しかし彼の名は各方面でかなり知られており、臨也自身もそれを理解している。通常ならば『臨也』を『イザヤ』と読む事は無いが──聖書の預言者イザヤと『臨む者』という意図を合わせてつけられた名前。聖書とは程遠い生き方をしている彼だったが、その反動か、様々な事象に臨む姿勢と能力だけは人一倍強い。その結果として、今の生き方に辿り着いたのだ。
普通の人間並みに命を大事にし、己の限界をわきまえ保身には事欠かない。御蔭でいまだに裏社会の住人に消される事も無く、こうして自分の趣味に没頭する日々を送れているのだろう。

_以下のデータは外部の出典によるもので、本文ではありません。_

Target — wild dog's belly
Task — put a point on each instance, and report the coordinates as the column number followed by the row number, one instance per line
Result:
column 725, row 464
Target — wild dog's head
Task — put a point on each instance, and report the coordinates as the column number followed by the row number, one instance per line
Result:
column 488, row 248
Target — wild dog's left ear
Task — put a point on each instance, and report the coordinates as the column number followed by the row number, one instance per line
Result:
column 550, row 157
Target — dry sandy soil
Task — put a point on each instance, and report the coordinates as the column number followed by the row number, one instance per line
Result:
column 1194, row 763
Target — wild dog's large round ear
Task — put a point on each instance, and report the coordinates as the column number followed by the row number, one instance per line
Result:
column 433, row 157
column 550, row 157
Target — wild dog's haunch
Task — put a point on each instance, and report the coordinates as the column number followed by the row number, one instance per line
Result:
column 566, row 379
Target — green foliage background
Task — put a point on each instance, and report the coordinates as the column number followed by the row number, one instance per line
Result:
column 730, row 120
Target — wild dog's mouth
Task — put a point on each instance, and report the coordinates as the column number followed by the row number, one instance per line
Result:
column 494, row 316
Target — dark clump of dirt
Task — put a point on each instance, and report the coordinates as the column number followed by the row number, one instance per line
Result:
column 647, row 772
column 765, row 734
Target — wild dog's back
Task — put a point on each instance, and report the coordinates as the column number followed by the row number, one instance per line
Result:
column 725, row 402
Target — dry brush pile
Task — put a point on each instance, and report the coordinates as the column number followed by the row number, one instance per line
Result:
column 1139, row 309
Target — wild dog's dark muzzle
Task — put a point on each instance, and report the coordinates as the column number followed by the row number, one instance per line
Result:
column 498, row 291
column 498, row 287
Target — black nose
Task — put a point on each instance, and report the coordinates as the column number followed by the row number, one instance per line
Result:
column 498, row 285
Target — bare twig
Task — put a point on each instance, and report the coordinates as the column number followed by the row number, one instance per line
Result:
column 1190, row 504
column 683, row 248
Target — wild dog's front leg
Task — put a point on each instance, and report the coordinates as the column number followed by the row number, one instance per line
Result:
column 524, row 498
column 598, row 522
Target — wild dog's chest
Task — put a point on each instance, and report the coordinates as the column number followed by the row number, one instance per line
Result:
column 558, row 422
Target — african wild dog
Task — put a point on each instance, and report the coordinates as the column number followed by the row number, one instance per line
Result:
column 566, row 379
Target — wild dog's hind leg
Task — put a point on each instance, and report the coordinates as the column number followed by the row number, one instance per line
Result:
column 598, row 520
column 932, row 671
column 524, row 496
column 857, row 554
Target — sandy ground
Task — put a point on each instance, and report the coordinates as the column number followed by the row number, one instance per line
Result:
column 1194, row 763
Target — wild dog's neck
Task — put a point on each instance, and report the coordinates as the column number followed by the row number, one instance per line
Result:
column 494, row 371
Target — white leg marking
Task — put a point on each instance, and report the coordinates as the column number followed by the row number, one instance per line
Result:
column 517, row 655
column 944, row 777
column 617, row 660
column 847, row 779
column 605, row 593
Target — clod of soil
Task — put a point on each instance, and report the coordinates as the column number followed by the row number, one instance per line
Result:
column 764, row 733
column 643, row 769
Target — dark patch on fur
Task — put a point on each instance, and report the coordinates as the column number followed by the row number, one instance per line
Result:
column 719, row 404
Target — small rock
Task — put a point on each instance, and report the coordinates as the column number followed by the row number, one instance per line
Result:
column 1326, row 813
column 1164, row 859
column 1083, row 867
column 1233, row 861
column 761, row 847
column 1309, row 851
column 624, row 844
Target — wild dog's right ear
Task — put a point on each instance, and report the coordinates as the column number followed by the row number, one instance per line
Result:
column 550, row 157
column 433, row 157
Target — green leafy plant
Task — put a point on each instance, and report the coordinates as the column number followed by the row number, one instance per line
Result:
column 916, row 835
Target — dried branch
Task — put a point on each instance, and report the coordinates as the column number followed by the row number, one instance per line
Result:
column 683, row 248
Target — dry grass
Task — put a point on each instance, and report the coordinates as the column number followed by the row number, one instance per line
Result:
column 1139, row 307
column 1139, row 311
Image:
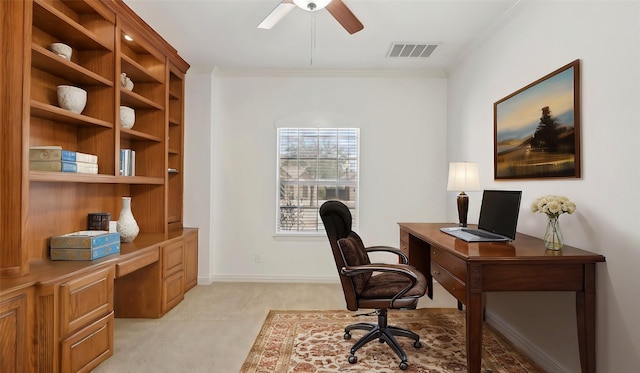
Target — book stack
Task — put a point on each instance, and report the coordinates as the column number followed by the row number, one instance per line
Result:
column 127, row 162
column 84, row 245
column 54, row 158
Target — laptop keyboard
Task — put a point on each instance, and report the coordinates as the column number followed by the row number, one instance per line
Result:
column 480, row 233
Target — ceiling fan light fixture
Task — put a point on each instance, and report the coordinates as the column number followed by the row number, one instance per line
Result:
column 311, row 5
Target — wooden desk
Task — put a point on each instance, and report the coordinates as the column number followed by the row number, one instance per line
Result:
column 467, row 270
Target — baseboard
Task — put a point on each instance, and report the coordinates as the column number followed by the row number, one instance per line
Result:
column 269, row 279
column 523, row 344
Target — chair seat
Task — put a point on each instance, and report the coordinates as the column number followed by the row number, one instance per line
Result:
column 378, row 292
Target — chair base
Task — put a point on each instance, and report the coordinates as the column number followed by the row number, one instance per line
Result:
column 384, row 333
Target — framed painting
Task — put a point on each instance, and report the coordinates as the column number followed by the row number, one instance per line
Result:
column 537, row 128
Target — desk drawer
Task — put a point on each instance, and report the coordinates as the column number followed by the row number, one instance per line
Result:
column 134, row 264
column 450, row 262
column 448, row 281
column 89, row 347
column 404, row 242
column 85, row 298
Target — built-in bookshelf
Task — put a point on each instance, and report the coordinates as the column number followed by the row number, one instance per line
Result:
column 66, row 308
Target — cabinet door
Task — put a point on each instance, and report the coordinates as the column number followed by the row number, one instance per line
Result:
column 15, row 334
column 84, row 299
column 172, row 258
column 172, row 291
column 173, row 274
column 190, row 260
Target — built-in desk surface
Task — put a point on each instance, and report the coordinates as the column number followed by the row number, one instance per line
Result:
column 467, row 270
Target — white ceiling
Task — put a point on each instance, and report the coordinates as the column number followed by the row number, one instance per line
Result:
column 223, row 33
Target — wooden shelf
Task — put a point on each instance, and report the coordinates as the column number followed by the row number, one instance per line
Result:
column 134, row 100
column 139, row 73
column 61, row 26
column 45, row 59
column 58, row 114
column 131, row 134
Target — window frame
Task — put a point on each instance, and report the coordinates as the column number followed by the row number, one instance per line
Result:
column 355, row 183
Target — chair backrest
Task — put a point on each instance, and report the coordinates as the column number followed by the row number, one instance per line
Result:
column 337, row 221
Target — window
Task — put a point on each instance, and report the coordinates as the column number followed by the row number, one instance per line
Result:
column 315, row 165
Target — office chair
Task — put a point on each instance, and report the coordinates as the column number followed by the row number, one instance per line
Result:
column 371, row 286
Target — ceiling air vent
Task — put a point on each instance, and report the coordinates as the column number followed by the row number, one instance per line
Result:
column 401, row 50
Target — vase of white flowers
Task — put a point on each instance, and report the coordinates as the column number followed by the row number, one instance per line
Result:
column 553, row 207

後の事をセルティに任せ、臨也は数週間ぶりの池袋を満喫してから帰る事にした。
今日出会った彼女達がどんな顔をしていたのか。どんな格好をしていたのか。美人だったのか不細工だったのかオシャレだったのか不恰好だったのかどんな声をしていたのかどうして彼女達が死のうとしていたのかそもそも本当に彼女達が死ぬつもりだったのか──全て忘れた。
折原臨也は徹底的な無神論者だ。霊魂も来世も信じてはいない。
だからこそ人を知りたがり、他人に簡単に興味を持ち、同じぐらい簡単に他人を踏み躙る。
臨也は知る必要の無くなった人間に対しては、果てしなく興味が無かった。
それから10メートル程歩いた所で、二人の自殺志願者の名前さえも忘れ去った。
情報屋である彼にとって、無駄な知識は商売の邪魔でしかないのだから。
今、彼が興味のある事は二つある。
一つは、あの常にヘルメットを被った、喋らない運び屋の正体。エンジン音のしないバイクを駆り、漆黒の鎌を操る死神のような存在。
もう一つは────最近池袋で噂になっている、『ダラーズ』という組織の事だった。
「楽しみだなあ。楽しみだなあ。楽しみだなあ。この街は情報屋の俺でも知らない事がまだまだまだまだ溢れ、生まれ、消えていく。これだから人間の集まる街は離れられない! 人、ラブ! 俺は人間が好きだ! 愛してる! だからこそ、人間の方も俺を愛するべきだよねえ」
臨也はそう言いながら、胸ポケットから自分のPDAを取り出した。
電源を入れ、中にある住所録を開きながら、彼はある人物の項目で目を留める。
その項目の名前の欄には、仰々しい文字が刻まれていた。